The movies were 50 cents for a whole afternoon of cartoons, short subjects (Our Gang), westerns (Roy Rogers, Gene Autry) or monster movies (The Blob!). Popcorn was a dime!

Special effects meant they taped a fin to a lizard and got in close with the camera. Remember 3-D?!

My allowance was raised to $1.50 a week my Freshman year in high school. We wore crew-cuts or flat-tops and black sneakers.

No book bags. School lunch was 35 cents, milk 15.

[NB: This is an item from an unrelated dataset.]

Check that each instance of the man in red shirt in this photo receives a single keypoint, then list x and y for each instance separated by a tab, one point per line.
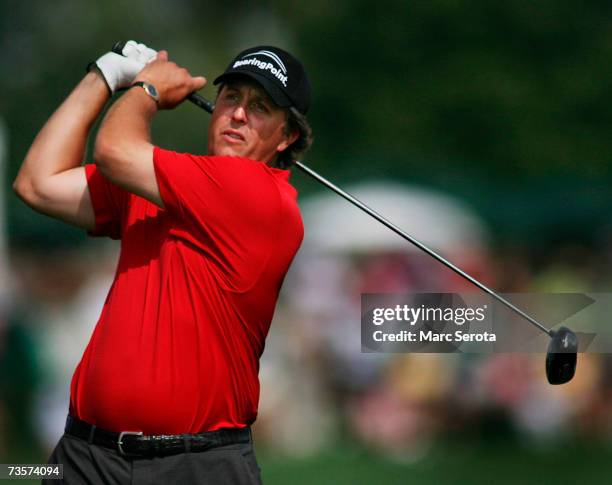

Every once and a while a siren sounded and we had to get under our desks and cover our eyes and neck. There was some kind of wall-thing in Berlin. The Chinese were always starving. And the French…well, they haven’t changed much.

Kids did not come from a test tube. You took home what the stork brought and you were happy if s/he had 10 fingers and toes.

Bobby Vinton, Mickey Mantle and Leave it to Beaver…not Emenem, Dennis Rodman and Temptation Island.

My first car, a Metal-flake green '49 Plymouth Coupe, cost me $200!

Gas was (gasp) 26 cents!
<sigh>

We couldn’t see the air. Sunday meant church…and donuts!!!

Ever take your date to a drive-in movie in your '57 Chevy to make out?

If you were wild you might bring a little sloe gin or Boones Farm Strawberry wine. Coke was a cola.

Or we went to a dance where we actually touched our partner (who was invariably of the opposite sex). Then to the malt shop for a cherry coke and fries. If you were going steady both you and your girl wore matching shirts–without logos. She wore your school ring on a chain around her neck or on her finger with a gob of tape so it would fit. On Fridays, she got to wear your Block Sweater. (Yes, we participated in school–and LIKED IT!!)

Getting to third base was pretty much all you could hope for. Five girls in the whole school district (nine schools) got pregnant-none at my school. No built-in day care centers on campus.

Nobody smoked cigarettes or wore facial hair. The entire scope of our “drug problem” was when three players on our football team (I learned at my class reunion) took diet pills before a game.

We were all Americans then, none of this hyphenated stuff. We spoke English and had to say “Please” and “Thank you.”

…and we’re still crazy after all these years!

Myself

<Cue music, fade to black>
Those were the days, my friend.
We thought they’d never end.
We’d sing and dance
forever and a day.

We’d live the life we choose.
We’d fight and never lose!
Those were the days!
Oh, yes, those were the days!

Before the school year began, and then again in spring, our mother would make us get dressed up (my sisters had to wear something called a “petticoat”) and ride downtown to the big department store where we would get new clothes.

We didn’t wear helmets. When we fell off our bikes or while roller-skating, injuries came in two categories: “shake it off” or “hospitalized.”

A woman who had a baby would spend a week in the hospital. When she returned home, an older female relative (usually the unmarried aunt) would stay with the family for a month to help her recover.

When Dad wanted to show off, he’d tip the waiter a dollar for a good table.

We were shocked when a 7th grader snuck a bottle of cheap wine into school and took nips from it while the teacher had her back turned.

Flying was too expensive. Trains had too many connections. When we went on vacation, Dad drove, Mom sat next to him telling him which turn he’d just missed, and all the kids got scrunched together in the back seat. There was no air conditioning, it was noisy with all the windows down, and everyone fought. At least one thing would go wrong with the car while we were on vacation, always in a small town.